Thrilling. Amazing. Let’s, let’s talk about what’s even more amazing, which is the third part of this earning more. And you see this Diana sticking with you. Earning more makes a ton of sense. Like this is when I was a financial planner. A lot of people would come in and they’d say, Hey, I’ve tried to cut my budget, cut my, I can’t cut anymore.
And you know, they were a hundred percent right. They just needed to earn more money earning. I feel like Diana’s the piece of the conversation not enough people talk
about. Absolutely. And I think the reason is because When you’re first cleaning up your finances, it is easier to look at your expenses and see what can I cut, you know, earning more.
Maybe that means you’re looking for a new job. You know, you’re switching companies, you’re putting together a plan to ask for a raise. So I think it can be more challenging, but there’s definitely a lot of value in, you know, building that gap between your income and expenses by increasing your income. It definitely makes things easier.
It’s easier to save when you’ve got more income coming in.
Somewhere in the recess of my memory, I think you’ve either told me a story before or you’ve written about like when you asked for a raise one time and it was a really weird conversation.
Oh, you’re talking about when I quit my job. Yeah, maybe.
No, I asked for a raise to be more in line with my fellow employees. I did all the research of like, what is my market value? I had, you know, put together a whole case of, you know, what I’ve done for the company, what I’ve earned for the company. And, um, it was denied. And so it, that really kind of started me thinking, probably time for me to move on.
Which is funny because, you know, Paulette, not getting the raise isn’t always a bad thing. Like in that case, especially when you’re an entrepreneur, like going, you know what? This isn’t my market. I shouldn’t be working on this stuff because I’m not getting paid over here.
Mm hmm. I wouldn’t know anything about that Cuz
you always get paid I got
the joke, yeah Yeah, I mean, I mean, you know, it’s like failure what we might call failure is always a good lesson But I think that is a really good, you know, like that makes me so mad I think especially because we see how women are just so, you know less valued in the workforce and sounds like Diana you really like had the argument, you know, and then it is like, okay, well, if you’re not gonna give this to me, like, yeah, I’m headed somewhere else.
So did you get another job after that?

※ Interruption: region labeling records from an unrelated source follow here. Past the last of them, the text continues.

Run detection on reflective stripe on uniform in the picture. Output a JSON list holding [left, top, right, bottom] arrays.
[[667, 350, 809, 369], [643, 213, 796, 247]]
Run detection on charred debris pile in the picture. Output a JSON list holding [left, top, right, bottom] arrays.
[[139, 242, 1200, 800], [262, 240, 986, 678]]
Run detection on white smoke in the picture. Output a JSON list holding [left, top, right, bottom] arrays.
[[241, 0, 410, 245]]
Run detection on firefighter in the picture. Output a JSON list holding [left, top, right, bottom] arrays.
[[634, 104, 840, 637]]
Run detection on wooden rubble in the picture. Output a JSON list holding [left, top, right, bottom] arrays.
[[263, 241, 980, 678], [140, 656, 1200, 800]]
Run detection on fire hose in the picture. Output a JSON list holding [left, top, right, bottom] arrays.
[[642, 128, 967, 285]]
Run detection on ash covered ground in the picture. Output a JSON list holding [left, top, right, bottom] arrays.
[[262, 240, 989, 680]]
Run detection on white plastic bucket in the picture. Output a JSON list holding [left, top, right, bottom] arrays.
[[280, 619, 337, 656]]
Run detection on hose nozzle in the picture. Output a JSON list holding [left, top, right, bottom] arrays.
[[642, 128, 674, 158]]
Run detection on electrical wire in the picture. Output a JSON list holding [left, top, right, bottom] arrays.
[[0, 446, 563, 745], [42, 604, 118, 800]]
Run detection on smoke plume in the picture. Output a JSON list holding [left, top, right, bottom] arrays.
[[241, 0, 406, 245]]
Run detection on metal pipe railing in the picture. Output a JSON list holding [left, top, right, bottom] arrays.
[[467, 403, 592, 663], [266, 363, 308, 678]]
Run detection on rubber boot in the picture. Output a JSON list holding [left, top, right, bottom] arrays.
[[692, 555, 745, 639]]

You liked more and made
more money? No, that’s when I just decided to work for myself really and focus on economy and the podcast. I love
not having to ask anyone’s permission to make more money because how hard you work. Seems pretty disconnected so often from how much you may get companies, right?

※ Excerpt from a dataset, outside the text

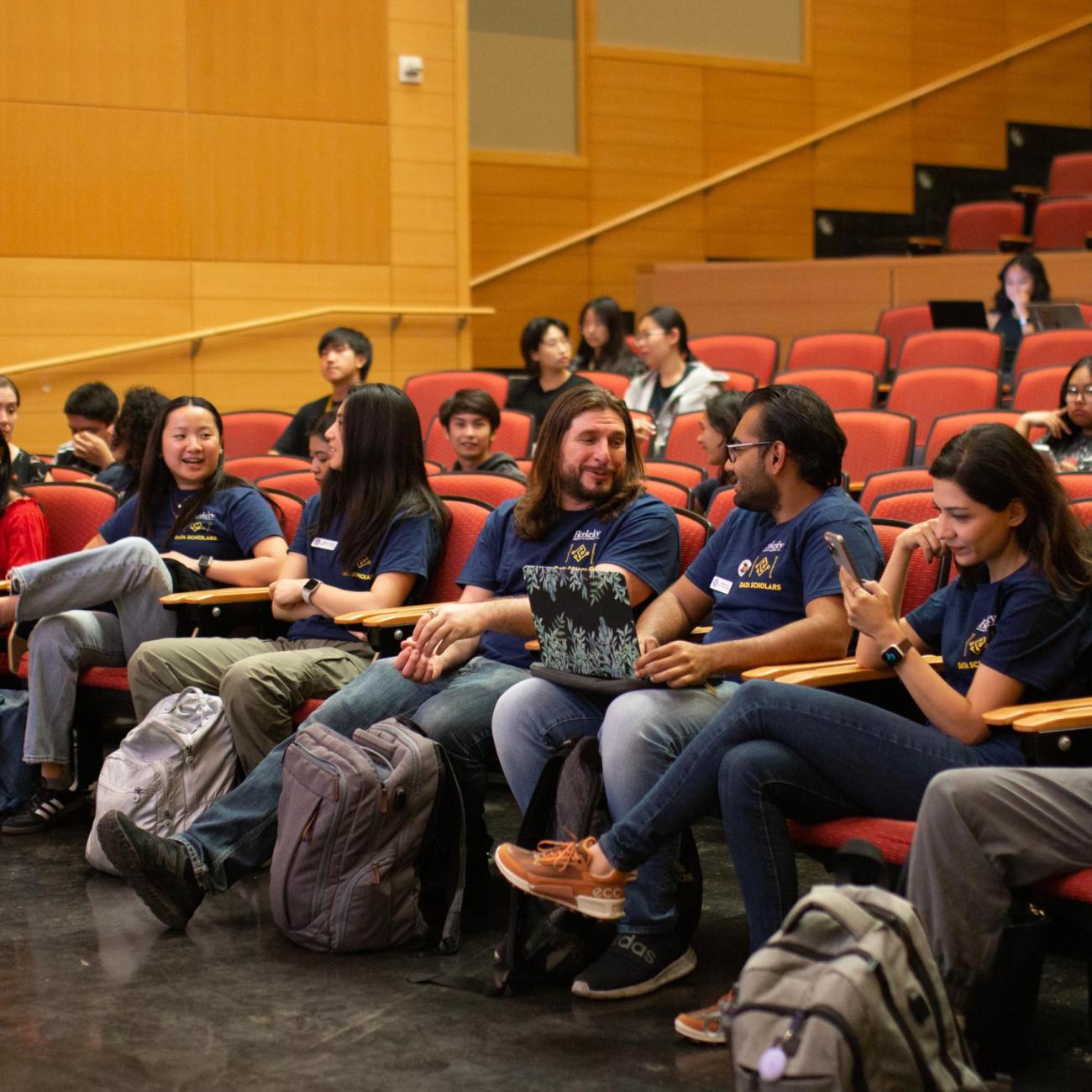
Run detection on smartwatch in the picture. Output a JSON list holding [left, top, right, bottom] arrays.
[[880, 637, 914, 667]]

To me, it’s such a tricky thing because if you ask for a raise and you don’t get it You send the message that I’m just willing to settle than less than I’m worth And then if you also don’t get it, you know, they they think you’re not happy there and you’re looking for something else Right. It’s I think if you’re really unhappy with your pay sure you should try to ask for a raise but Really, I think you should just look elsewhere.
Like if you don’t feel like you’re getting paid what you’re worth, I think the best solution is to look
elsewhere. Because the leap can be so much higher than whatever 10 percent they’re going to give you at your current company.

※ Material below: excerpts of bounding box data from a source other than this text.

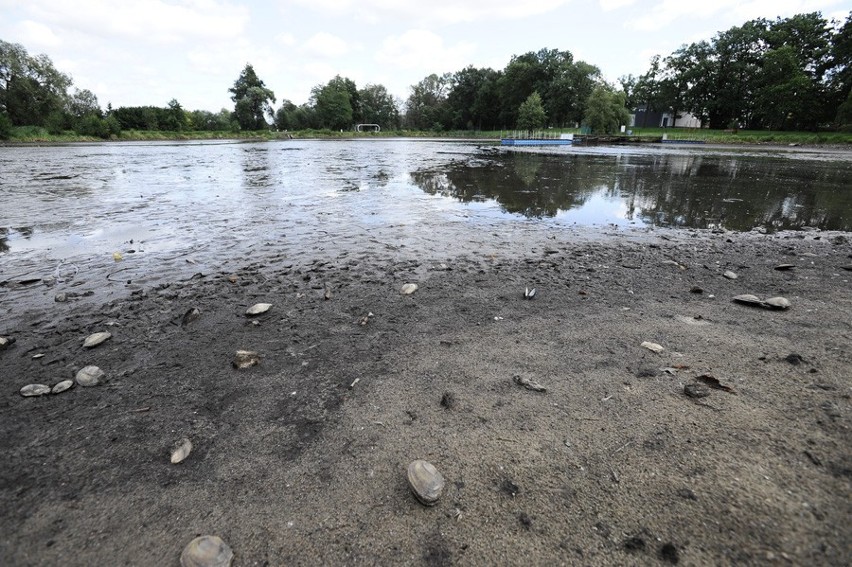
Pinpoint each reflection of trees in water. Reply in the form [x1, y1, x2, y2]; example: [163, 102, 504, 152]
[619, 155, 850, 230]
[411, 153, 616, 217]
[411, 152, 852, 230]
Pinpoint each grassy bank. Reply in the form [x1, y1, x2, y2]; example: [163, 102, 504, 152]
[6, 126, 852, 146]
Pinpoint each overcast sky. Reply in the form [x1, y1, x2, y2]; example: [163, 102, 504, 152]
[0, 0, 852, 111]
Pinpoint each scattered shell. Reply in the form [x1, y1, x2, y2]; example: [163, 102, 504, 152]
[639, 341, 666, 352]
[172, 439, 192, 465]
[21, 384, 50, 398]
[408, 459, 444, 506]
[763, 297, 790, 309]
[50, 380, 74, 394]
[75, 366, 104, 386]
[83, 332, 112, 348]
[683, 384, 710, 398]
[512, 374, 547, 392]
[246, 303, 272, 316]
[231, 350, 260, 369]
[734, 293, 763, 305]
[180, 536, 234, 567]
[180, 307, 201, 327]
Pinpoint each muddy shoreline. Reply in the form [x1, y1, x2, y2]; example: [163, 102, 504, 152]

Well, and also if you play the game of pitting someplace else against your current situation, even if you stay, lots of HR people go, you’re the first person who’s going to get cut because they don’t think you’re on the team.
Oh yeah. Flight risk. And by the way, uh, statistics from, uh, nonfiction research. 64 percent of us think that we are underpaid. And if it Paula, to your point, if we just make that women, the number jumps up to 75 percent of women are pretty sure that they’re underpaid. So that’s a lot of us talking yet earning more can become toxic.
You know, you study the dying. I remember one of my most frustrating clients. Um, people that I just loved, he found out that he had a terminal diagnosis. All of a sudden he decided he was going to stop working right then. His spouse and I had tried to tell him to stop working forever before that. Cause he had enough money and he’s like, but there’s overtime.
And when the overtime goes away, that’s when I’ll stop working. And we’re like, please stop working now. So he gets this terminal diagnosis. decides that they’re finally going to go to Alaska. This big trip they’d had in their head forever. He’s going to stop delaying that. He’s going to start living his spouse and I super excited.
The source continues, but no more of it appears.